Education Department Proposes Expansive State Authorization Requirements For Distance Education Programs

April 11, 2014

Colleges and universities offering distance education programs would be required to secure state authorization in each state in which a participating student resides, according to a new set of proposed distance education regulations offered by the Education Department.

The new proposal was one of six subject areas taken up during a Program Integrity and Improvement Negotiated Rulemaking Committee session held March 26-28. The session also included in-depth discussion of state authorization for foreign locations of U.S. institutions, PLUS loan eligibility, debit card restrictions, the clock to credit hour conversion formula, and aid for repeated course work. [See News and Notes from Negotiated Rulemaking] Many of these issues were introduced during the first session in February.

The Education Department’s previous regulation in this area was struck down in court. The new proposal, which is described in Issue Paper #2 on the Education Department’s website, is significantly more expansive than what was previously in place. The prior regulation, two sentences long, required an institution offering distance education to “meet any state requirements for it to be legally offering postsecondary distance or correspondence education in that state.”

The new proposal, some 11 paragraphs, requires each state to authorize “by name” all institutions that are providing distance education services to its residents and to have a process for resolving complaints about those institutions. The regulation would compel states which do not currently have an authorization process to develop a process.

The proposed regulations would permit participation in a reciprocity agreement such as the State Authorization Reciprocity Agreement (SARA) to satisfy a portion of the proposed new requirements. However, participation in such an agreement would not satisfy requirements relating to the resolution of student complaints. SARA, for example, assigns responsibility for complaint resolution to the “home state” of the institution participating in the agreement. The proposed regulation, however, would require both the institution’s home state and the student’s state of residence to be responsible for resolving any complaints.

At the March session, several negotiators cited the scope, complexity and confusing language of the proposal as significant problems. It is unclear whether or how Education Department officials will respond to these concerns.

A related proposal under discussion would require U.S. institutions operating a branch campus or additional location outside of the U.S. to be authorized by three entities: the country in which it is located, the institution’s home state, and the institution’s accreditor. An exception is made for campuses/locations on U.S. military bases, if exempted by the foreign country.

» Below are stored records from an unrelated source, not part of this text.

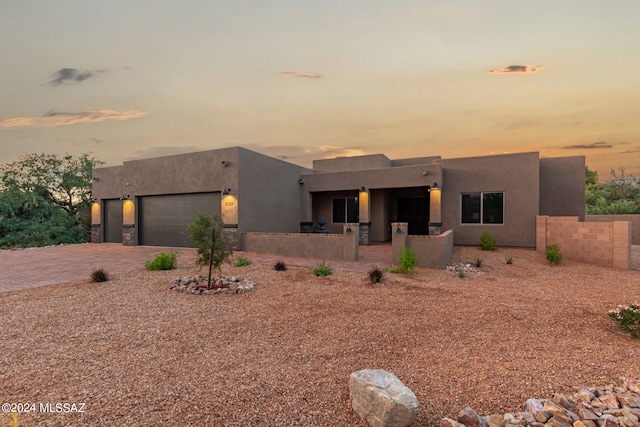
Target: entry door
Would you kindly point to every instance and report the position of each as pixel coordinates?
(415, 211)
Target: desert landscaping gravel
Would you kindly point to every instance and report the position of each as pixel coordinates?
(136, 353)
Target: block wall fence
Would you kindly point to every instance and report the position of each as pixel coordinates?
(601, 243)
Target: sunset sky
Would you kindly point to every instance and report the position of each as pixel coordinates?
(303, 80)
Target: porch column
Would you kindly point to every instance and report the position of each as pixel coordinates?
(435, 213)
(364, 206)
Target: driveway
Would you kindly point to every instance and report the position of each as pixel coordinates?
(28, 268)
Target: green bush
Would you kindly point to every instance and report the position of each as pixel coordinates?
(99, 275)
(242, 262)
(627, 318)
(553, 254)
(406, 262)
(487, 242)
(163, 261)
(375, 275)
(322, 269)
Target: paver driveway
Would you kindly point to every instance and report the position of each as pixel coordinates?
(28, 268)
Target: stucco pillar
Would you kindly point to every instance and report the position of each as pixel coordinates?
(128, 222)
(435, 210)
(364, 210)
(399, 231)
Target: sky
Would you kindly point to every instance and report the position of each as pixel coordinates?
(303, 80)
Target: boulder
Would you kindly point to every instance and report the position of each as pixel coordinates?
(381, 399)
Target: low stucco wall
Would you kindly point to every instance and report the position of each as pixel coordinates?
(432, 251)
(633, 219)
(307, 245)
(601, 243)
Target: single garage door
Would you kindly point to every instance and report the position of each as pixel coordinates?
(112, 221)
(163, 220)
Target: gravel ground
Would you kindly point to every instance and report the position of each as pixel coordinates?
(136, 353)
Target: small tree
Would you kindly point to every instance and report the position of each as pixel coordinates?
(206, 233)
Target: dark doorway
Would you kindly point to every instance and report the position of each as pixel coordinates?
(415, 211)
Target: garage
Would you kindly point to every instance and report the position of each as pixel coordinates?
(112, 221)
(163, 219)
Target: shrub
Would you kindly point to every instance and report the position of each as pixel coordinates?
(487, 242)
(280, 266)
(375, 275)
(163, 261)
(553, 254)
(322, 269)
(242, 262)
(627, 318)
(406, 262)
(99, 275)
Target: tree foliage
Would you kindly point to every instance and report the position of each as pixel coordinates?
(618, 195)
(206, 233)
(41, 197)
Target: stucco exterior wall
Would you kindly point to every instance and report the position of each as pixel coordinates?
(562, 185)
(268, 194)
(633, 219)
(516, 175)
(600, 243)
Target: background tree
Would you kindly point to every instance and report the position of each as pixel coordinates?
(41, 198)
(206, 233)
(618, 195)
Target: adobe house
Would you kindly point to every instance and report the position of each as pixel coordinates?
(150, 201)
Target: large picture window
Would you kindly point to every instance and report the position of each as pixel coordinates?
(483, 208)
(345, 210)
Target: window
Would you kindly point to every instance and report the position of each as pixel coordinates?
(483, 208)
(345, 210)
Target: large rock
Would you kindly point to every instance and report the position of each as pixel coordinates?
(381, 399)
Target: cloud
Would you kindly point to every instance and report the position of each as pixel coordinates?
(70, 75)
(53, 118)
(518, 69)
(600, 144)
(301, 74)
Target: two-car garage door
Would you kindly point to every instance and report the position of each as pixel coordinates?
(163, 220)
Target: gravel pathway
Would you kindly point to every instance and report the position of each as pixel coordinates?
(137, 354)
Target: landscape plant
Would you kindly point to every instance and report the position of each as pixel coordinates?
(206, 233)
(163, 261)
(322, 269)
(242, 261)
(553, 254)
(406, 262)
(627, 318)
(280, 266)
(99, 275)
(375, 275)
(487, 242)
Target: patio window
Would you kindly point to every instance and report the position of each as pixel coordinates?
(483, 208)
(345, 210)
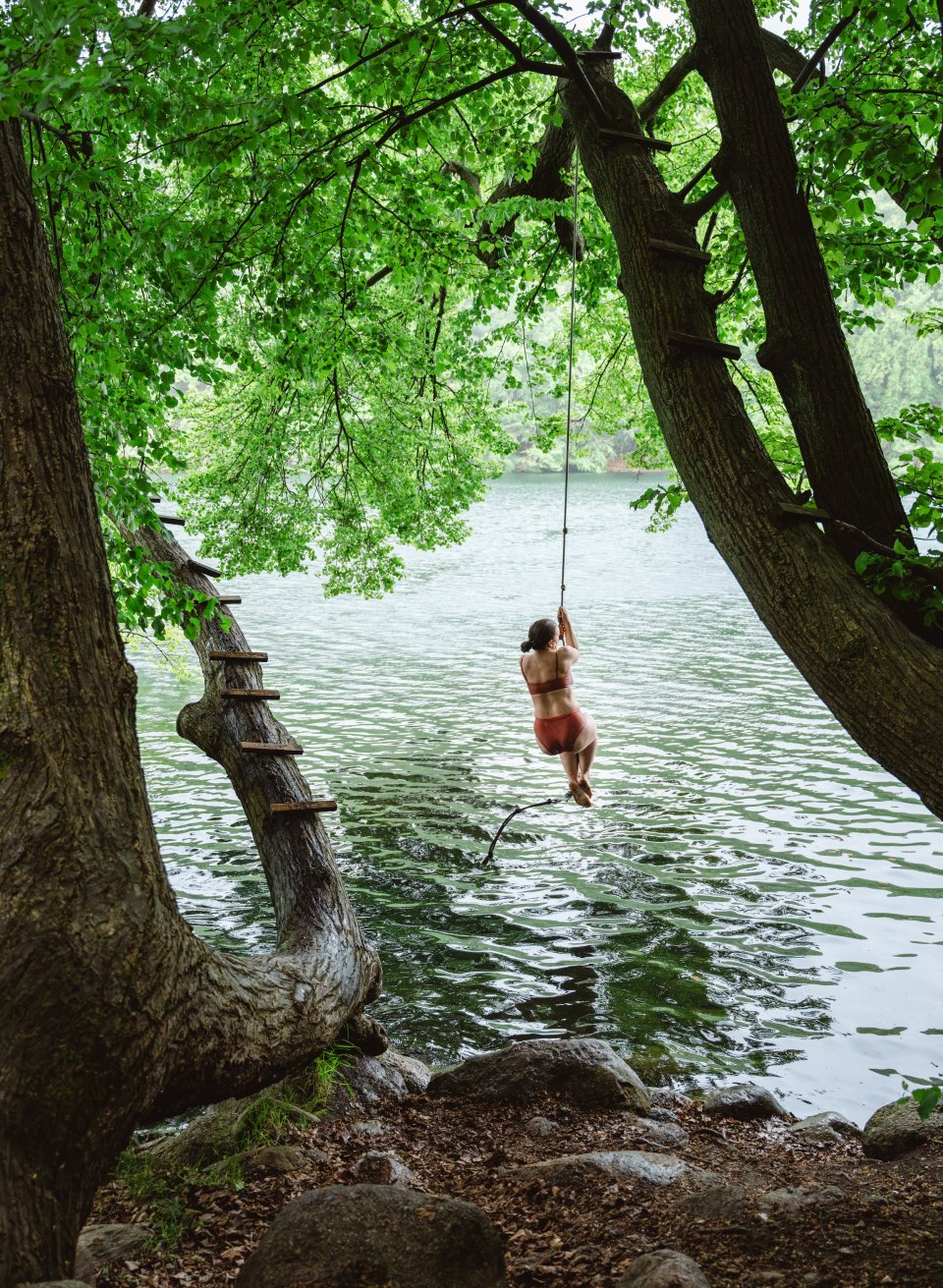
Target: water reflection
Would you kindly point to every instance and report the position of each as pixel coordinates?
(748, 893)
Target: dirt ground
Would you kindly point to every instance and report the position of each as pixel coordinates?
(585, 1229)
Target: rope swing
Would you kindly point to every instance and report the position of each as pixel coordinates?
(558, 800)
(570, 372)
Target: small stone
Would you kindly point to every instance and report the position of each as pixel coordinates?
(370, 1127)
(664, 1268)
(583, 1072)
(540, 1126)
(102, 1245)
(381, 1234)
(666, 1097)
(897, 1129)
(664, 1134)
(377, 1168)
(636, 1163)
(790, 1201)
(368, 1081)
(826, 1129)
(745, 1101)
(272, 1159)
(720, 1204)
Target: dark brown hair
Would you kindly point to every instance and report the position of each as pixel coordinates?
(540, 634)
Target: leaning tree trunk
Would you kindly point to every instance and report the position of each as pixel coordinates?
(883, 683)
(111, 1010)
(805, 348)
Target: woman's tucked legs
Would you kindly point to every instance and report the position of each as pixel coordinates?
(571, 766)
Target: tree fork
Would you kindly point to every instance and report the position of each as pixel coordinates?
(112, 1010)
(881, 682)
(805, 348)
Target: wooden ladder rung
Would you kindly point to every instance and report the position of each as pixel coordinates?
(206, 570)
(643, 140)
(804, 512)
(305, 807)
(703, 344)
(702, 256)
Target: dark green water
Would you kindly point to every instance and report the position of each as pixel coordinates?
(749, 895)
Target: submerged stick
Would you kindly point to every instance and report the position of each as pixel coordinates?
(554, 800)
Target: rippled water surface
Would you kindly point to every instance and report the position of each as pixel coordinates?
(749, 894)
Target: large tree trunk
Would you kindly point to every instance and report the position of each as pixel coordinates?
(805, 348)
(111, 1010)
(883, 683)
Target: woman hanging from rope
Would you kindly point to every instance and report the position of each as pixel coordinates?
(559, 727)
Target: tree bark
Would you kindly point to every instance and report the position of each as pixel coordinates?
(112, 1011)
(805, 348)
(880, 680)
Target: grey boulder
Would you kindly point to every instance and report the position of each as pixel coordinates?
(583, 1072)
(897, 1129)
(745, 1101)
(664, 1268)
(347, 1235)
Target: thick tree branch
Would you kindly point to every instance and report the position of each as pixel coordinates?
(817, 59)
(565, 52)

Moving forward, state authorization must include disclosure by the institution of the existence of, or plans for, a foreign branch campus/additional location. States must have the authority to deny authorization of the additional campus/location. The state also must be able to review and take timely final action on complaints about the foreign branch campus/location—including enforcement of applicable state law. In addition, students and prospective students at the foreign branch campus/additional location must be notified that they may use the complaint process in the institution’s home state to resolve disputes.

The next rulemaking session will be held April 23-25 and is intended to be the final opportunity to discuss the distance education proposals. A fourth session has been scheduled for May 19-20, primarily to discuss the PLUS Loan issue; however, other issues could be raised if time permits.